Filipino nun in Spain dies of COVID-19
MANILA, Philippines — A Filipina Benedictine nun has succumbed to coronavirus in Spain, her congregation said.
Sr. Maria Gratia Balagot, who was the superior of their community in India, was only visiting Spain to renew her visa when she contracted COVID-19, according to a post on CBCPNews, the official news service of the Catholic Bishops Conference of the Philippines (CBCP).
“Please pray for her and for her community in India and for the whole congregation during this difficult time,” CBCPNews cited part of the Facebook post by US-based Missionary Benedictine Sisters-Norfolk Priory, the congregation to which Balagot belonged.
The congregation added that their sisters in Korea are on the frontlines in their hospitals and clinics as well as those in the Philippines, Tanzania, Uganda, Kenya, Namibia, Brazil, and India.
Spain ranks second to Italy in the number of COVID-19 patient deaths worldwide and is fourth in the number of cases.
As of March 29, the death toll in Spain has jumped to 5,982, while the number of confirmed cases also soared to around 73,235.
Meanwhile, the church group National Council of Churches in the Philippines (NCCP) and Bishop Gerardo Alminaza of the Diocese of San Carlos, are calling for extraordinary measures to release political prisoners amid the coronavirus crisis.

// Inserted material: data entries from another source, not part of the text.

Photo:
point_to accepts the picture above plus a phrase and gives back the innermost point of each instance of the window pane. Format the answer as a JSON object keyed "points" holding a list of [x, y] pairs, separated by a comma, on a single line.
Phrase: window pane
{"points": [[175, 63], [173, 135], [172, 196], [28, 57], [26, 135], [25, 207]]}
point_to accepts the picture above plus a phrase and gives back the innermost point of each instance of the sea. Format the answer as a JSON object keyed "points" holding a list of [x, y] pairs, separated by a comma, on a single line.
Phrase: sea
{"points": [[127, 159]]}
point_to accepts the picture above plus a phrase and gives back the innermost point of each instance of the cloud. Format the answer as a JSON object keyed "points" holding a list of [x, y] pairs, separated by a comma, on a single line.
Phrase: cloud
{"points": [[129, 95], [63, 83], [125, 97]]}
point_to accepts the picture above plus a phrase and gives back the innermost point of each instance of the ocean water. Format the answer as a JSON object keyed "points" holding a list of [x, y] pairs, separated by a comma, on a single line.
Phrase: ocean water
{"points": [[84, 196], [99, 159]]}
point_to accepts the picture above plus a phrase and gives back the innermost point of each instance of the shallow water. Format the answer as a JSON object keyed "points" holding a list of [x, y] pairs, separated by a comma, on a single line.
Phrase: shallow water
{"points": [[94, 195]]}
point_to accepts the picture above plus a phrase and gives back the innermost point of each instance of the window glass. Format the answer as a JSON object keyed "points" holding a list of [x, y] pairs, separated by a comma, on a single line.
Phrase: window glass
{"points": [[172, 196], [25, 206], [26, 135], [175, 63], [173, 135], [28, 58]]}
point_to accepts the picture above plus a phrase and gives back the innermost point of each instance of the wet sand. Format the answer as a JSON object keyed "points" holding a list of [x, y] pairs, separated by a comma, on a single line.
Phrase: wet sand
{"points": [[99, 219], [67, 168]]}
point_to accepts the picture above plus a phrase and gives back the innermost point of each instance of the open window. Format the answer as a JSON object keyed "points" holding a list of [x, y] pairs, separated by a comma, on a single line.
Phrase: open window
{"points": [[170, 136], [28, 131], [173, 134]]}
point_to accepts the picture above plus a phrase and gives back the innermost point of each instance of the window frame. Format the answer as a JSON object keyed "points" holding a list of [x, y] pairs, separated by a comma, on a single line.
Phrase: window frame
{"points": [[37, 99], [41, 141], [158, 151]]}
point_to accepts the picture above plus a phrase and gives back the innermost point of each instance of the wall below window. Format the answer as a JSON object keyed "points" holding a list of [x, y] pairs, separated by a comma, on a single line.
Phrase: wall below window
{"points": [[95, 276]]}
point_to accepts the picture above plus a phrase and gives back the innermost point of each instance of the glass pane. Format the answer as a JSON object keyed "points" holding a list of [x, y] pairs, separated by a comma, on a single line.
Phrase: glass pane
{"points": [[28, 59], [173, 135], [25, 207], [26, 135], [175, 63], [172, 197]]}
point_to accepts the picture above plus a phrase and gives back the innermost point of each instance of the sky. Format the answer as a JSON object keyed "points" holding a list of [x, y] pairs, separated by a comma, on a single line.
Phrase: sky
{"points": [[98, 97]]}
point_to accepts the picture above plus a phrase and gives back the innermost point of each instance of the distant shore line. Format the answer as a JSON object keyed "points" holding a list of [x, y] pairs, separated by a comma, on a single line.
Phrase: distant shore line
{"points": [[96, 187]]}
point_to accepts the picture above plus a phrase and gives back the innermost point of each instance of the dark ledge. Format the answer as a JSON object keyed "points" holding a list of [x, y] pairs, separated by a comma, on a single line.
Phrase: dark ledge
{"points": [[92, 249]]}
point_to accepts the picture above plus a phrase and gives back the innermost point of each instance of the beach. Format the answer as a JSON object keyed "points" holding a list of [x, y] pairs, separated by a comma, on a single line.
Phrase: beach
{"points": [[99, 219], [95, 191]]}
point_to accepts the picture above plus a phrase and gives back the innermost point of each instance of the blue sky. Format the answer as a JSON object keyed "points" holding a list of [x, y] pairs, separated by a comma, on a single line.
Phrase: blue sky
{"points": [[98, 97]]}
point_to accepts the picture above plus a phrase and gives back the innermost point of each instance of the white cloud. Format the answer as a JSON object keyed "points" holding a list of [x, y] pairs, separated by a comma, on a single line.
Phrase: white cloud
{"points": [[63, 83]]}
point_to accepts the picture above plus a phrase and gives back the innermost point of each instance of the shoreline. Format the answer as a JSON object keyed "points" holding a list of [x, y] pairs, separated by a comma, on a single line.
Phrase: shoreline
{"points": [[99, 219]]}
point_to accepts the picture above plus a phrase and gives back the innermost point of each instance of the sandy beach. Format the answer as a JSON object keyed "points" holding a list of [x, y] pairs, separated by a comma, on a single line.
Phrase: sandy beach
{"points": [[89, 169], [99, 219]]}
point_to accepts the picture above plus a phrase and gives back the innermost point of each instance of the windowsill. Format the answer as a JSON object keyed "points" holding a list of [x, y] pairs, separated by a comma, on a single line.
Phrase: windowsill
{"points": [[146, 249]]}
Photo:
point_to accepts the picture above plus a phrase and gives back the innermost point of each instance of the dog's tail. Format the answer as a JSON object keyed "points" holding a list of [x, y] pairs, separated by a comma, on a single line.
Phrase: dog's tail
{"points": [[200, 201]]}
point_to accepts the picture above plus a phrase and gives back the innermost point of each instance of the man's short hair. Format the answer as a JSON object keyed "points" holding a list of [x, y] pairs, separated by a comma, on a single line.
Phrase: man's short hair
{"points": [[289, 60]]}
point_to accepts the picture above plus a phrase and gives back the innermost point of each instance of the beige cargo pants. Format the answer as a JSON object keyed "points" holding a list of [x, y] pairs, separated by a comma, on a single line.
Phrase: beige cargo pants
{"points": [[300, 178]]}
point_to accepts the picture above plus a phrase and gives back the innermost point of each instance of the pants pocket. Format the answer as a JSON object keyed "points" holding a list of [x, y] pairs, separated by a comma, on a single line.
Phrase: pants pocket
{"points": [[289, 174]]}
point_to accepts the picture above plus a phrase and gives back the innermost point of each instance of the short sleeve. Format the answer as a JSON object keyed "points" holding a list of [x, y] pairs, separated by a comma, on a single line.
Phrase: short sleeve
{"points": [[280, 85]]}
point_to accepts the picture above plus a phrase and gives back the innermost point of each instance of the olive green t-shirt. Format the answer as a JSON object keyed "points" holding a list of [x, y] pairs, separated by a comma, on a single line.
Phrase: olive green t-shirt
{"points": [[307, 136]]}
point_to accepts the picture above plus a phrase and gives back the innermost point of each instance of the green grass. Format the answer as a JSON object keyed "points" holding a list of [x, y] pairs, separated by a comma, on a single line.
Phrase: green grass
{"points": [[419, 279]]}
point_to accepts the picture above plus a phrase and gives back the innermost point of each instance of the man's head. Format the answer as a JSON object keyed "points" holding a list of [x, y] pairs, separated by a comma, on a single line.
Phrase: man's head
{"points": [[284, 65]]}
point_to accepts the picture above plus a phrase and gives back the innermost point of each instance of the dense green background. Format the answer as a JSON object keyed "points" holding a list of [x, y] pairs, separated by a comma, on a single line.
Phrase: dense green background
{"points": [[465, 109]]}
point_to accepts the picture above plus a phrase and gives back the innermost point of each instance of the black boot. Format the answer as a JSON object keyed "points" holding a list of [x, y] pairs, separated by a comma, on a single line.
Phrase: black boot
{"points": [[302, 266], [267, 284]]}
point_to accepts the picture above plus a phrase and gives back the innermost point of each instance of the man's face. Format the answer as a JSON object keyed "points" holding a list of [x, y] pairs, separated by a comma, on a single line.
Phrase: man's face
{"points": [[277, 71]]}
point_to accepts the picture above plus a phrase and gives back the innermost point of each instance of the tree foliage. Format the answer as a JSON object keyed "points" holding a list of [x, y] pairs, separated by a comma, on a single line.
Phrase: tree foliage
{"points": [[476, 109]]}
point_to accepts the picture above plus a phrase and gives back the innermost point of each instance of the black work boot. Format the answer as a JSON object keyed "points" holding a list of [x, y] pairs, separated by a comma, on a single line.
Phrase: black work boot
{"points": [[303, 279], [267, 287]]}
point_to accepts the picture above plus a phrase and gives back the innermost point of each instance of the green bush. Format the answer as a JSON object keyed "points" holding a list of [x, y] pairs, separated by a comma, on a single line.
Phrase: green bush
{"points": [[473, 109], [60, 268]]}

“We can all attest that these are not ordinary days. This is a time for saving lives through much-needed grace and ingenuity. An undeniable threat of catastrophe hovers over jails, filled far beyond capacity in the Philippines. Decongesting facilities will help secure the lives of detainees and jail personnel,” said Alminaza in a statement.
“The Duterte administration should act with utmost urgency to decongest prisons as well as engage mass testing and provide separate quarantine facilities… this is a matter of life and death calling for extraordinary measures,” he added.
“As the number of positive COVID-19 cases spike up, the most Christian thing to do is to leave no one behind. Don’t forget those in prison, especially human rights defenders facing trumped charges, who have staunchly worked for social justice and human rights. They need compassion, they need justice and they need protection. They should be released under humanitarian grounds,” the NCCP said in a separate statement.
“We could start with the vulnerable groups – the sick and elderly, low-level prisoners, and political prisoners or those detained because of their political beliefs or by simply expressing dissent,” the group said.
“It is also deeply distressing that in a time of a public health crisis, authorities fixate on threats of imprisonment as punishment to disobedience. This does not only exacerbate the situation in our detention facilities but also fails to address the urgent humanitarian needs of the people,” it added.